11 May 2007|
Omaha (NE), Orpheum Theater
The Queen Is DeadThis was a good concert. Morrissey was talkative and playful. Performance-wise he was flawless. The audience was energetic at the front but the rest of the crowd was generally passive. The venue's security was elderly and gentle and the barrier holding the fans back was easily climbable but still there were no stage attempts until the final song when Morrissey felt he had to beg for it by saying "it's almost over, so if you want to get frisky..." Then about 6 or 7 fans made it up there, sometimes with the help of Morrissey. One unexpected stage climber was a little girl aged about 8. Morrissey himself pulled her out of the crowd and held her in his arms while he finished the song. He pretended to leave backstage with her before finally handing her back to her father.
There were a few significant changes in the setlist. "Lucky Lisp" and "Please, Please, Please, Let Me Get What I Want" were temporarily dropped again. In their place Morrissey introduced "At Last I Am Born" and his cover of David Bowie's "Drive-In Saturday". The former had been a regular on the recent Tour Of The Tormentors MMVI, but it was aired here for the first time on this tour. The latter had only been done once before by Morrissey, in New-York on 29 February 2000.

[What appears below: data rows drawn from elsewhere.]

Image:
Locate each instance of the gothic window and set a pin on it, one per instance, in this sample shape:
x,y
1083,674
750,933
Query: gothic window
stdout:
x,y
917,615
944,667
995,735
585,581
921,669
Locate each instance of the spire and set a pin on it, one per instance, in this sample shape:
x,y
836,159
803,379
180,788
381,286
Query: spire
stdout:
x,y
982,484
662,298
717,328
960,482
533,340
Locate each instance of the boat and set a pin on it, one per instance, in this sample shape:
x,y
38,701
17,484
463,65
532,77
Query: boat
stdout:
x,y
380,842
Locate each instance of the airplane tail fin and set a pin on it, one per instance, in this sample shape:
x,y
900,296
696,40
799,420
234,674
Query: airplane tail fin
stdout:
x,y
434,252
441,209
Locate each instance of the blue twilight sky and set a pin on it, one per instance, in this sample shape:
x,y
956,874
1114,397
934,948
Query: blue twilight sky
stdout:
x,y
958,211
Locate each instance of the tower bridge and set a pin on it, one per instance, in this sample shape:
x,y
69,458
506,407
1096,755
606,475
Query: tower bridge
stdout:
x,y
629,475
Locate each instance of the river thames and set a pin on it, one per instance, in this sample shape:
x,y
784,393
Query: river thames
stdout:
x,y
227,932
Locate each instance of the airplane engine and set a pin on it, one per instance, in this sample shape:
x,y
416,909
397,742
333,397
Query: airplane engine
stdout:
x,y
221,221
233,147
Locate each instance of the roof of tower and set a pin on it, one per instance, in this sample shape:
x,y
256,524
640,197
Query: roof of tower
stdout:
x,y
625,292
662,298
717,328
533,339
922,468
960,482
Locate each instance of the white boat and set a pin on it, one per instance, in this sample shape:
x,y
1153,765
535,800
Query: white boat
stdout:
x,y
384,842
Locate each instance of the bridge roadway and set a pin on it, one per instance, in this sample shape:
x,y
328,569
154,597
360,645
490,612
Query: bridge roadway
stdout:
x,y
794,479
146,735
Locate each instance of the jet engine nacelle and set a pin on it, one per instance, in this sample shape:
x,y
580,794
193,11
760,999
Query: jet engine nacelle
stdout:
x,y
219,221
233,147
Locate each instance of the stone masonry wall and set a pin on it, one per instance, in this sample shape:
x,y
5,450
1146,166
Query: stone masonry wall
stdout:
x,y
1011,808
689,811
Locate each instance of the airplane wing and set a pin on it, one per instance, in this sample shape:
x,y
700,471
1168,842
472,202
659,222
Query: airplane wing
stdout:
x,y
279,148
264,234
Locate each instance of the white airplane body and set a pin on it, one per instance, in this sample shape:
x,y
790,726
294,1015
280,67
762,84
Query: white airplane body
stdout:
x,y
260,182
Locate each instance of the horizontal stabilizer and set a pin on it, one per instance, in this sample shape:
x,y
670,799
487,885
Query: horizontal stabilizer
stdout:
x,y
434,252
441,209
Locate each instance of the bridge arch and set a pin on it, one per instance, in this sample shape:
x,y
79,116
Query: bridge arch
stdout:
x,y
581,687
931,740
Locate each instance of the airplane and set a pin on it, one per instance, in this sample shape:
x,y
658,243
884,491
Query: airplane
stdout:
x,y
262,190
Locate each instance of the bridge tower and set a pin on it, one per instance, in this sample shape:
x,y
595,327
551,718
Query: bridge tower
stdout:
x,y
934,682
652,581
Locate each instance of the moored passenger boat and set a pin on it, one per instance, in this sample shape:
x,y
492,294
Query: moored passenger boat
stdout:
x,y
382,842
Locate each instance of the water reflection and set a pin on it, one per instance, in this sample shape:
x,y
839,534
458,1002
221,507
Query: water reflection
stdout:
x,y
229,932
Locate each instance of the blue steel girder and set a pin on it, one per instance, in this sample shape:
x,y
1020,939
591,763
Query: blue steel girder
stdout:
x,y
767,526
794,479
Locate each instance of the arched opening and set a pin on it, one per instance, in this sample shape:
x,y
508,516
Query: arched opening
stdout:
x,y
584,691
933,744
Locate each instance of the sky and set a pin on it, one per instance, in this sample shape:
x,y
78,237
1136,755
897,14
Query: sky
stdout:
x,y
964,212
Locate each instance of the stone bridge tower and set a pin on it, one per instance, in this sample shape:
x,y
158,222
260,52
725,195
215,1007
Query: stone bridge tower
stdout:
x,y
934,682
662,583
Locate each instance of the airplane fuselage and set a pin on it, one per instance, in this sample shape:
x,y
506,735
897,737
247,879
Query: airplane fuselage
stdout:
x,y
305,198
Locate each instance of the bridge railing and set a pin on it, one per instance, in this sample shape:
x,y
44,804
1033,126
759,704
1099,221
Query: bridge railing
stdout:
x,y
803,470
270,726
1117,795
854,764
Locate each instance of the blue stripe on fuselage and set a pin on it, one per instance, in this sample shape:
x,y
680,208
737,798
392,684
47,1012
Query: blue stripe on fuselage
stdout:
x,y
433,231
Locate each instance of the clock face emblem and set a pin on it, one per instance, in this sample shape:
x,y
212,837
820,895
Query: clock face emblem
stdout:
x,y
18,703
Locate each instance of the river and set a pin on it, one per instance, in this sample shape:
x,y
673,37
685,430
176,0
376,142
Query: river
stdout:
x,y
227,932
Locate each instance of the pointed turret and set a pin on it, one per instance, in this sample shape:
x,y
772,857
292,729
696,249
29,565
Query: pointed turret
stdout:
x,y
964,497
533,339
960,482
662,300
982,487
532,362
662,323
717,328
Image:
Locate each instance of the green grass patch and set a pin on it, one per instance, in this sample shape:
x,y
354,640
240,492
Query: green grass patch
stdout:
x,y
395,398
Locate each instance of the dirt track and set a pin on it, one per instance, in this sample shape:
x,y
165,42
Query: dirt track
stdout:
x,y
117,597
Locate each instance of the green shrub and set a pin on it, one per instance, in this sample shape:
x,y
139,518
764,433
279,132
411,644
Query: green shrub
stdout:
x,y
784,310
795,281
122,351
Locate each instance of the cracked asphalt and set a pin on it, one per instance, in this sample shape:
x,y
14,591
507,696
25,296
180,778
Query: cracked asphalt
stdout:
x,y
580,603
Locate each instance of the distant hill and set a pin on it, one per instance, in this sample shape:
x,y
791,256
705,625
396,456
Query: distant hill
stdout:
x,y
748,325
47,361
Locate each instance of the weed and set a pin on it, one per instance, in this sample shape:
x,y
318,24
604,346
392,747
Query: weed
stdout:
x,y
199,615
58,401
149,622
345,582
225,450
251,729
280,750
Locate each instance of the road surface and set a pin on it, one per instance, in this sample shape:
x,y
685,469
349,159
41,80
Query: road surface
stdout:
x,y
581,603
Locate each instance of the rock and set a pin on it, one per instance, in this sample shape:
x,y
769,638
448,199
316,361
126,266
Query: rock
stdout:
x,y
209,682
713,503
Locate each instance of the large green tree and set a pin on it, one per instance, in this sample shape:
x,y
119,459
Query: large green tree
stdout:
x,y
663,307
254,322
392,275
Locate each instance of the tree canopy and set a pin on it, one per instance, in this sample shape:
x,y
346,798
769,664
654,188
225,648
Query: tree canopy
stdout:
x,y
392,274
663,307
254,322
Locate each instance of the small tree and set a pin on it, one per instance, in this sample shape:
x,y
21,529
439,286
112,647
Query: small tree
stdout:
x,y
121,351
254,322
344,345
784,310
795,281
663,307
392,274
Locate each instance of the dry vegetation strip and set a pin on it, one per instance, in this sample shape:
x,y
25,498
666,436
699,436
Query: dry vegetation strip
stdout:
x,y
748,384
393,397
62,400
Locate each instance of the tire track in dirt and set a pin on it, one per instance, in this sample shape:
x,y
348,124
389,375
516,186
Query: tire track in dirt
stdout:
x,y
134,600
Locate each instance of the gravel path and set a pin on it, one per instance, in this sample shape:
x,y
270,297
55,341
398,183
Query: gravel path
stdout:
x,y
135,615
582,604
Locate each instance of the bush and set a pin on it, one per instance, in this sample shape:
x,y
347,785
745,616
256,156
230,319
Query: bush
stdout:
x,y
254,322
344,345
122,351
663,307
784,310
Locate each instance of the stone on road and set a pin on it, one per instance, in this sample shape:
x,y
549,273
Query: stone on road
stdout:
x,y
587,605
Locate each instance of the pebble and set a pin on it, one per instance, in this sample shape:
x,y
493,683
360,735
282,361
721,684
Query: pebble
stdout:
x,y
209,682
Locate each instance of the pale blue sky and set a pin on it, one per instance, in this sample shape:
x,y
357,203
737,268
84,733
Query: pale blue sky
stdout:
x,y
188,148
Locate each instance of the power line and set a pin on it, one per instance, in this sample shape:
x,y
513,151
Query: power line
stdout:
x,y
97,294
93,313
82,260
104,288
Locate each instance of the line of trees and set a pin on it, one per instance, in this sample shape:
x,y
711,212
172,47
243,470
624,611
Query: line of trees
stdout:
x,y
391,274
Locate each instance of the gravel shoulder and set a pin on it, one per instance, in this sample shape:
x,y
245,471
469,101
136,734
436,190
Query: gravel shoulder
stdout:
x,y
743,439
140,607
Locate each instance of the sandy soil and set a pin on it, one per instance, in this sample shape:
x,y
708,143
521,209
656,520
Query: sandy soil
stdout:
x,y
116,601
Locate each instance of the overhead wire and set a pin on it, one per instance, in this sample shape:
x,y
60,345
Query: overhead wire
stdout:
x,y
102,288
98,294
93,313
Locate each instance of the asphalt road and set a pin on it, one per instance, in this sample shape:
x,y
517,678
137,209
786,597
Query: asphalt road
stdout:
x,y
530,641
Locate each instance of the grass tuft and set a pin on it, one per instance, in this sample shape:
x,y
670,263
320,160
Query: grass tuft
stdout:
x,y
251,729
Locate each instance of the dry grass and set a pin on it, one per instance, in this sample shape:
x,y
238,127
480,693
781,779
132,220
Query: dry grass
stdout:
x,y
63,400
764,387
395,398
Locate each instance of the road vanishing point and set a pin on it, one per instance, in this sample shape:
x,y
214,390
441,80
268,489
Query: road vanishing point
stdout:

After the Smiths classic "The Queen Is Dead" and the solo classic "First of the Gang to Die" Morrissey welcomed the audience with the line "Our greetings to you, the intelligentsia of Omaha! Thank you for coming here..." As some point he told the crowd that one of his icons grew up in Lincoln, Nebraska and asked if anyone could guess who it was. Someone incorrectly shouted Oscar Wilde and Morrissey went to his favourite fan Julia in the front row, handed her the microphone and asked her if she knew who he was thinking of. The answer he was looking for was Dick Cavett.
As he sang the "hang the DJ, hang the DJ" chorus in "Panic" Morrissey made a noose out of the microphone cord and swung it around. Soon after he introduced his musicians as was tradition at the time. He made quite a few changes in his cover of David Bowie's "Drive-In Saturday". The most notable ones were "When people stared in David Johansen's eyes and scored" and "she'd sigh like Chris the Wonder Kid". He didn't make the change from "cursing at the Astronette" to "cursing at the internet" as he had done the first time he did the song in 2000.